# Mitsubishi Left me with a broken neck. HELP! I want a Nissan!



## Twin_Cities_G (Oct 14, 2008)

I'm looking for a new car. I was involved in a head on at highway speeds which totaled my small Mitsubishi Eclipse. I'm now looking at Nissan's. I think there great cars.

I was looking at the Nissan Maxima 02-03 Versions with the 6 speed manual and the 3.5L V6. Is this a good choice? What other Nissan would others recommend? 

Looking to spend no more than $13,000.
Want a manual with some get up and go and maybe something that has some after market parts to boost the power and looks a little bit later on.

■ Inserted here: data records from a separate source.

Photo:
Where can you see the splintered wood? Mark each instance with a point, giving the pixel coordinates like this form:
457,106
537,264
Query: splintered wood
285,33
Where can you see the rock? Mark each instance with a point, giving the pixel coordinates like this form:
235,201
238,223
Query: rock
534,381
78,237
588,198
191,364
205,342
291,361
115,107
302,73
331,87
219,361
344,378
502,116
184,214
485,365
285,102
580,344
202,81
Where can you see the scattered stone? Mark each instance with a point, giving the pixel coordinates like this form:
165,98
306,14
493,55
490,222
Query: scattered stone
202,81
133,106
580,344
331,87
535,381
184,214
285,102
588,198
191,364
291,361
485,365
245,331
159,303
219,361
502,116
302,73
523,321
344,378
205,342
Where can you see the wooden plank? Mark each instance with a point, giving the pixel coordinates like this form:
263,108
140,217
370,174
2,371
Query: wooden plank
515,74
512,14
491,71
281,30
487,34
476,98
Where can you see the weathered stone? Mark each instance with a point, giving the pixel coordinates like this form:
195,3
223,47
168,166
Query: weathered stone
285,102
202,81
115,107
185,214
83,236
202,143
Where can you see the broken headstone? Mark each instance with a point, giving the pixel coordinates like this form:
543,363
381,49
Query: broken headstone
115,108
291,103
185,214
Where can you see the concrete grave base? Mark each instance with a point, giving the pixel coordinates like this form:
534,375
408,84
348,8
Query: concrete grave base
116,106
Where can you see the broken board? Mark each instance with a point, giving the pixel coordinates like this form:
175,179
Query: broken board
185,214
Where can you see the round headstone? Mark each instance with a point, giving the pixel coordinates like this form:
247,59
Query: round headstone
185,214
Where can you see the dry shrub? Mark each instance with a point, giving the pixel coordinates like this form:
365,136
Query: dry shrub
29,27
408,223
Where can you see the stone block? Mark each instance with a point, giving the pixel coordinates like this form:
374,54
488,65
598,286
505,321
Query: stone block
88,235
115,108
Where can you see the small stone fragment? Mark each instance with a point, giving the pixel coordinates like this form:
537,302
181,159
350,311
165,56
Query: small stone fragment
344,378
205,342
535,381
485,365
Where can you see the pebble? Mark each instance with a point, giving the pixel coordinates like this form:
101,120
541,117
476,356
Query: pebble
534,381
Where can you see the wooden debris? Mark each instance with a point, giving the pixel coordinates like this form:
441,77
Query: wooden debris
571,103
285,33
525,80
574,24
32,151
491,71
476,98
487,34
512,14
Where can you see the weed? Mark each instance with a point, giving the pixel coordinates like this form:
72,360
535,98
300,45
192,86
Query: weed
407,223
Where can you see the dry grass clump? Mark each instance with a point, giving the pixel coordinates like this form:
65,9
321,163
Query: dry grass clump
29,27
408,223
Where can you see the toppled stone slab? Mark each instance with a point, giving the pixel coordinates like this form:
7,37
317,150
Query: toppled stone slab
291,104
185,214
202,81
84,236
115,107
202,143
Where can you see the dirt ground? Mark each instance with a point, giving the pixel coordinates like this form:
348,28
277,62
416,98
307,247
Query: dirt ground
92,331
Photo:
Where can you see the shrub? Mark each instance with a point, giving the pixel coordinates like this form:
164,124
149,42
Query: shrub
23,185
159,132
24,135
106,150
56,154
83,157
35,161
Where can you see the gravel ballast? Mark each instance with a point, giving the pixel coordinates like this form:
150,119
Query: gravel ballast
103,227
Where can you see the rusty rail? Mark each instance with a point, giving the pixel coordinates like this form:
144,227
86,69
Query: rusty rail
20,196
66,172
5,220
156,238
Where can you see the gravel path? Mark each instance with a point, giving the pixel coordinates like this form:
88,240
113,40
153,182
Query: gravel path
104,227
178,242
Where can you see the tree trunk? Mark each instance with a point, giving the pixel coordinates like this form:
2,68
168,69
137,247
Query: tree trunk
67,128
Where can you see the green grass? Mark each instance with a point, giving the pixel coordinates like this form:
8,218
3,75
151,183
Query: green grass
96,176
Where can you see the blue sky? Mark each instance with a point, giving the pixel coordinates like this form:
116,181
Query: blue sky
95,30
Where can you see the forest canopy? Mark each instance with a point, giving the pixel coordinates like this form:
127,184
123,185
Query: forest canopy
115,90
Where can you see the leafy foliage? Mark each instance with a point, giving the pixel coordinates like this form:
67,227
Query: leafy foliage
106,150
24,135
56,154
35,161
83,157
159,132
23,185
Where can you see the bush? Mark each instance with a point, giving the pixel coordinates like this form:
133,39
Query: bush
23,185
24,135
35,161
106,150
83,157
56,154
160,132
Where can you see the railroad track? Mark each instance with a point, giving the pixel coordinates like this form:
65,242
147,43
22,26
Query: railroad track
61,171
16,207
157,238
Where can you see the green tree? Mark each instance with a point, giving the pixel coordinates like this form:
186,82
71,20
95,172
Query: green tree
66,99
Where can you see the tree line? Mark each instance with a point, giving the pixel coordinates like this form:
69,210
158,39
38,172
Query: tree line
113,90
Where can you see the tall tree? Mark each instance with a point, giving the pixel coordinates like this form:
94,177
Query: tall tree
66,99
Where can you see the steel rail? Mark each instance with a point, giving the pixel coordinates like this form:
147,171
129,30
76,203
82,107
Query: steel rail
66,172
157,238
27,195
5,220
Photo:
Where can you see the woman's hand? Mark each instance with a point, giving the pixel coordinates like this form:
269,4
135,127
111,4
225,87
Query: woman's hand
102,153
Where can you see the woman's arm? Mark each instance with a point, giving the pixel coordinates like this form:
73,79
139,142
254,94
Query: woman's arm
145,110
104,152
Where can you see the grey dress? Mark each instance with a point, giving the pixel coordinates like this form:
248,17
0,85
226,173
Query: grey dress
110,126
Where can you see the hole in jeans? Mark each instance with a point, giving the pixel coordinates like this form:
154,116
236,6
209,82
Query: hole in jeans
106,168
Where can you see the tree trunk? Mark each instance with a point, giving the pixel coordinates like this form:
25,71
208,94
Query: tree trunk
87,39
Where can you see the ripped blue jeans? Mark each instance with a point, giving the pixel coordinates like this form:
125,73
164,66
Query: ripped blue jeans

I like options like leather, sunroof, manual. Please HELP ME OUT!
I live in Minnesota.

 Thank you very much!


----------



## metro273 (Sep 16, 2005)

You chose the best years cause those are the last ones still made by the Japanese! I prefer the GLE cause of the HID headlights and all of the goodies inside. Not to mention that problem-free VQ35...

Good luck with your decision!


----------



## Twin_Cities_G (Oct 14, 2008)

Thanks a lot for the reply. Once I get this annoying neck brace off (in 3 months) I will have to drive one and see what its got!


----------



## Twin_Cities_G (Oct 14, 2008)

What does everyone think of the Altima SE-R?


----------